10. If the Scriptures revel and exude in these ways regarding the significance of what makes a woman different from a man, and vice versa, then the tragedy of the homosexualist agenda and of family or ecclesiastical maltreatment of women is clearer. In the homosexualist agenda, the push for a distortion of equality as uniformity, of practical undifferentiated sexuality, of sexuality as mere cultural more, we lose what makes us meaningful. We lose, too, what makes a woman uniquely special. The homosexuality agenda is thus a great oppression of women. In family or ecclesiastical maltreatment of women, the urgency of the biblical proscriptions is lost on us if we ignore the motif of the feminine as a kind of sacred space which is violated in the failure to protect, nurture, provide for, and love – a violation which, in marital form, can be so severe that it ruptures the one-flesh reality.
That Levitical Woman
What, then, about that Levitical woman? I will begin in the next post to outline what is happening in Leviticus, but – after tipping my hat in this direction already in the notes above – here is a brief window into her significance for our question. The Levitical woman is impure for 7 days during menstruation and 40 days following parturition (Lev. 15:19-24; 12:2-4). However, over against the assumptions of countless critical readers of Leviticus, feminist and otherwise, this is not reflective of an alleged biblical misogyny and a lower-than-male ontology for women. Quite to the contrary, in fact. Leviticus develops a rich, even captivating homologous relationship between the woman and the distinct regions or areas of the wilderness sanctuary.

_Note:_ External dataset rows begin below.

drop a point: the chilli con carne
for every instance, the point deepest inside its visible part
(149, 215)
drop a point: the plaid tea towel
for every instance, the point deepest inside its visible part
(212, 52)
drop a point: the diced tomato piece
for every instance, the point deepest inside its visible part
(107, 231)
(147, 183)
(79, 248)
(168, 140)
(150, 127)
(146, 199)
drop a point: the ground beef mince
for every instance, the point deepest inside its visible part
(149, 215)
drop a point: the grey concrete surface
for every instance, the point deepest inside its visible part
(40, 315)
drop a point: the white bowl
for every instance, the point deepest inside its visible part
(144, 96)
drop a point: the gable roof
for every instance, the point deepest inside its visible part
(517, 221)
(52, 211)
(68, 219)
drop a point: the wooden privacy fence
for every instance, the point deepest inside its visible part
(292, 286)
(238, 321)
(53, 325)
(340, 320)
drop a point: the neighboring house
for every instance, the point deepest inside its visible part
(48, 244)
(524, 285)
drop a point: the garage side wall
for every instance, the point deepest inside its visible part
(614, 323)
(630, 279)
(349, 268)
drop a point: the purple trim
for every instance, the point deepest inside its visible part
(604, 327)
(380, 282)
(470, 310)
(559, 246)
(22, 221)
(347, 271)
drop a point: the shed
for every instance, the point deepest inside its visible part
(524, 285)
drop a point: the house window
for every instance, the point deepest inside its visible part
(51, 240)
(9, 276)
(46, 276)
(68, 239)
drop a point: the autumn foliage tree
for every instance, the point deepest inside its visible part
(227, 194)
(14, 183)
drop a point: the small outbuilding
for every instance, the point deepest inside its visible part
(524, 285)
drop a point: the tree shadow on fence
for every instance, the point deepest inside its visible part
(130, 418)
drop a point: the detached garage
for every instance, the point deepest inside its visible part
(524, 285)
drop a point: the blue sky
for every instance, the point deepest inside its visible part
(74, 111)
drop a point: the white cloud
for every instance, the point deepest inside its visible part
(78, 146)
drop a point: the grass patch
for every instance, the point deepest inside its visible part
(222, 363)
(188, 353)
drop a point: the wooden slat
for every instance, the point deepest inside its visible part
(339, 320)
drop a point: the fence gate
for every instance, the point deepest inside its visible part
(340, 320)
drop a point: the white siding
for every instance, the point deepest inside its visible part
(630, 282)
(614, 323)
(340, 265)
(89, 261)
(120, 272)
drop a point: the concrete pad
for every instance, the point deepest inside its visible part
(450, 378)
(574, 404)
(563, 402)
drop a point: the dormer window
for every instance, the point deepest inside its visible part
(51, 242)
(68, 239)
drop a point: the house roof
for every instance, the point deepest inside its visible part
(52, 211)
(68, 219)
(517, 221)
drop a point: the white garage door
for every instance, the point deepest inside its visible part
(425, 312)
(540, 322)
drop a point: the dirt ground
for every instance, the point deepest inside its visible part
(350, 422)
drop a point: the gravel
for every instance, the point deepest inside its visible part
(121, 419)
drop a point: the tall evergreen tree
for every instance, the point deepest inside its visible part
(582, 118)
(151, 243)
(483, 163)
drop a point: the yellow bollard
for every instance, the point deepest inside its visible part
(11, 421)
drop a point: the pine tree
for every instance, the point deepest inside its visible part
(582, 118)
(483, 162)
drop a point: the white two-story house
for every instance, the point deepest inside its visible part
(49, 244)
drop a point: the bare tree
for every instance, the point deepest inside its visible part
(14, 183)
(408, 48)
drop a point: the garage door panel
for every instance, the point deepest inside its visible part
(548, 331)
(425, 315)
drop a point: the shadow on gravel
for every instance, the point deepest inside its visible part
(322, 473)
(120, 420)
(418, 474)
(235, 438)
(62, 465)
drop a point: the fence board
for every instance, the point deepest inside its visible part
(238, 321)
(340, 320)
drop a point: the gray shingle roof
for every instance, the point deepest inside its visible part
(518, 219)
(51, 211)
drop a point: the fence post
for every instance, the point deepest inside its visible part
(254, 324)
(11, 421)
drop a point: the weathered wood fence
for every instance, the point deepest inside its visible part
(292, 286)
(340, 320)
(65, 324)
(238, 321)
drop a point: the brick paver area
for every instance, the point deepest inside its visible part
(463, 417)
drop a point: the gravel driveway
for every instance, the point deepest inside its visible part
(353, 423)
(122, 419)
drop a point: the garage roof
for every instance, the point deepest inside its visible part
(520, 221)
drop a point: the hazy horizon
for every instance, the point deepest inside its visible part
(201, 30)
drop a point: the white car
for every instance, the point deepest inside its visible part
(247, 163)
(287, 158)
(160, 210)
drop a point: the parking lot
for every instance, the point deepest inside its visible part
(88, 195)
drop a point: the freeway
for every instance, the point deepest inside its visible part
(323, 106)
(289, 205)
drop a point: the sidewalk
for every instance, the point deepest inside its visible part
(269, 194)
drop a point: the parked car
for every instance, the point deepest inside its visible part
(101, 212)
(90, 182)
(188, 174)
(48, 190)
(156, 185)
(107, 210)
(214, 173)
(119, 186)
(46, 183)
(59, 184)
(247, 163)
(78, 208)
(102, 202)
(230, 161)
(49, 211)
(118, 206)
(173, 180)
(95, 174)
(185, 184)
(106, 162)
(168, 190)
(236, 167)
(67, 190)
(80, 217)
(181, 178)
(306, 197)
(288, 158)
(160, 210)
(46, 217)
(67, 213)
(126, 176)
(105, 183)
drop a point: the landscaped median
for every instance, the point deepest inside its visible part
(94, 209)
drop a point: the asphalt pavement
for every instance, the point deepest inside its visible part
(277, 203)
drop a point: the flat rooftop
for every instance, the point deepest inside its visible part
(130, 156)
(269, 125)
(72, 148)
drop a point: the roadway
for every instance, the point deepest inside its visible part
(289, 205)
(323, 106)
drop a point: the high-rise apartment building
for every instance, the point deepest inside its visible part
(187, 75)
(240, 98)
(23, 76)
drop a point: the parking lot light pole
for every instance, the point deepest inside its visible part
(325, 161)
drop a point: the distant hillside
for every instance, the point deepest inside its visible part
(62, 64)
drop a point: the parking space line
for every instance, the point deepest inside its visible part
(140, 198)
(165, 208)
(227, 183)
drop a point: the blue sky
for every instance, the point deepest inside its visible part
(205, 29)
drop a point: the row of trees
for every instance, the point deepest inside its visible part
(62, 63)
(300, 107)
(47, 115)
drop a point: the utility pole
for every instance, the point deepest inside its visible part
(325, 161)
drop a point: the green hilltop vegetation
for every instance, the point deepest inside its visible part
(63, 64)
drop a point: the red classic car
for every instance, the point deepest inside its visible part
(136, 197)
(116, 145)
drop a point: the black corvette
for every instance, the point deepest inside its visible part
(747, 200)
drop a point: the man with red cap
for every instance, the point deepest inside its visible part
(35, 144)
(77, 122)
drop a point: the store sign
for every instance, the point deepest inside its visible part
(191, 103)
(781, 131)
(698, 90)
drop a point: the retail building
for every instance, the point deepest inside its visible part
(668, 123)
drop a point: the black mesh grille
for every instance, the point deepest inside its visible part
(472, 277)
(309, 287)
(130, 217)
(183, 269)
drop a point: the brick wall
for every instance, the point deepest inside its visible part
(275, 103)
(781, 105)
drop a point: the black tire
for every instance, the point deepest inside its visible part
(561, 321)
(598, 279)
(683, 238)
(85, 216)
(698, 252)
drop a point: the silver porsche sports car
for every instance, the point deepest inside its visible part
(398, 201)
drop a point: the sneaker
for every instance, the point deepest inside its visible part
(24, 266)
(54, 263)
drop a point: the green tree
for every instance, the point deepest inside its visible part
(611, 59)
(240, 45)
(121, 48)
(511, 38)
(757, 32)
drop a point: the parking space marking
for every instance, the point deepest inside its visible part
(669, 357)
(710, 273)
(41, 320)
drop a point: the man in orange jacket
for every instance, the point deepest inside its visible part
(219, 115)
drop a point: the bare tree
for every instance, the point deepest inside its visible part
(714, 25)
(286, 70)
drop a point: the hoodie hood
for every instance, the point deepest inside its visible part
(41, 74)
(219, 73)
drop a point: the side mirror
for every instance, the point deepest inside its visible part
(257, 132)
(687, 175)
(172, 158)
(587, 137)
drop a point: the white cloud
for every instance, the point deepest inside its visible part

As we shall discover with the help of some very useful scholarship on the question, in her unique sexual ontology and physiology, focused particularly on her reproductive cycle (the “mother of life”), the woman is conceived of as embodying the degrees of nearness to tabernacle sancta: there is a strict corresponding relationship of (1) the stages of relative purity in the sanctuary set-up (outside in the wilderness in the region of death, then within the boundaries but not at the center in sacred space, and then at the center) to (2) the relative condition of the woman (first described as with a pathological blood flow, then with a normal monthly blood flow, then without the blood flow). What transpires in her physiology is a microcosm of the biblical accounts of the creation and flood, as well as of the glorious temple itself. And this, we shall see, informs and in some cases directly shapes the biblical legislation regarding the urgency of proper protection of, care, and love of a woman. It also, in its variety of biblical reverse images, identifies the tragic and dark forms of the failure to properly do so.
To be sure, the woman as glorious, and its intimate connection to the notion of sacred space, has been tragically and idolatrously distorted into the worship of woman from time immemorial. But this distortion – whether in ancient Greek form or contemporary radical feminist form – is a distortion of the Creator’s design, of his purpose, and thus of something we would do well to remember. It is also worth reminding ourselves that Christians don’t do pendulum theology. Orthodoxy on the feminine, as elsewhere, is defined by the teaching of Scripture, not by the furthest possible point away from either feminist or patriarchal distortions.